# Archetype Classifier for Pokemon TCG Decks

The primary goal of this notebook is to write and maintain a function that takes a decklist from rk9 as input, and returns its archetype as output. This will be useful for displaying metashares and winrates.

Some other useful things to have would be:
- An equivalence relation between different versions of cards. This would make it possible to count interesting things like "What was the most-played card at this event?"

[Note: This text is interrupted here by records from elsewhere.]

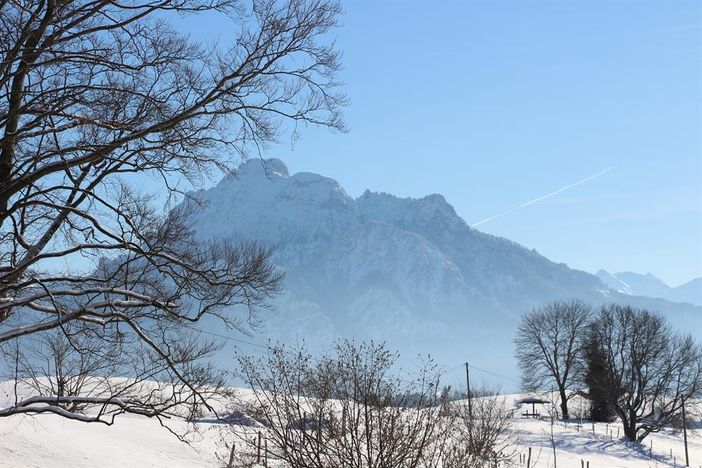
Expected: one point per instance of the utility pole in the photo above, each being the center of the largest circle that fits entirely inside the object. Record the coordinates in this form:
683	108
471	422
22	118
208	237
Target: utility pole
470	402
687	458
470	409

- Some interesting meta-dependent analysis like 'What is the most common ace spec in Gardevoir?" or "What is the winningest ace spec in Gardevoir"? etc

In [None]:
from bs4 import BeautifulSoup
import pandas as pd
import requests
import re
import copy
import numpy as np

From the webscraping project, I already have a function to grab the URLs from the tournament's homepage, and a function to get the roster for the tournament.

In [None]:
# Set the tournament name with the year and city of the regional

tournament = 'pokemon-merida-2025'

homepage = 'https://rk9.gg/event/' + tournament

In [None]:
def get_rk9_urls(homepage):
    soup = BeautifulSoup(requests.get(homepage).text)

    tcg = soup.find("div", class_ = 'card h-100 mt-3 p-2 shadow bg-blue-050') # Locate tcg box (sometimes indigo)

    # Find url extensions for roster and pairings
    roster_code = tcg.find('a', {'href': re.compile('/roster*')})['href']  
    pairings_code = tcg.find('a', {'href': re.compile('/pairings*')})['href']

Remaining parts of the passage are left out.